Yann : C’est une amie qui m’a amené au Comité des familles, qui m’avait appelé. On se parlait de temps en temps au téléphone et il n’y avait plus vraiment d’associations où je m’épanouissais. La dernière ça a été une structure de AIDES qui s’appelait Arc-en-ciel. J’y passais très peu de temps mais j’y allais un mercredi midi faire à manger, tu sais comme j’aime la bouffe. Faire à manger pour toutes ces personnes bigarrées, mélangées, comme j’aimais. Et ensuite cette structure a fermé. J’ai quitté le milieu associatif et 2 ans après, mon ami Nadia m’interpelle en me disait : “écoute, j’ai rencontré une association, je pense qu’elle va te plaire et qu’elle te ressemble”.
Sandra : D’accord. Et tu es toujours là depuis.
Yann : Je suis toujours là, j’ai fait, comme tu connais le parcours, 7 années de militantisme. Maintenant je suis salarié depuis plus d’un an. Je n’ai pas perdu cette niak.

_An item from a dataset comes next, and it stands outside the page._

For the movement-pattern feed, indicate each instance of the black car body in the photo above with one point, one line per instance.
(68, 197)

Sandra : Oui, et tu es toujours militant. Salarié mais toujours militant et ça, ça fait plaisir à voir.
Christian : J’ai souri quand tu as parlé de bouffe, parce que Sandra m’a titillé la dernière fois lorsqu’elle a ouvert le sujet de bouffe, avec la diététicienne qui était là pour parler de bouffe, elle a dit : “On va parler du sujet que Christian aime”. Donc, je ne suis pas le seul (rires).
Sandra : Non, tu n’es pas le seul (rires). Mais comme Yann n’était pas là, c’est pour ça.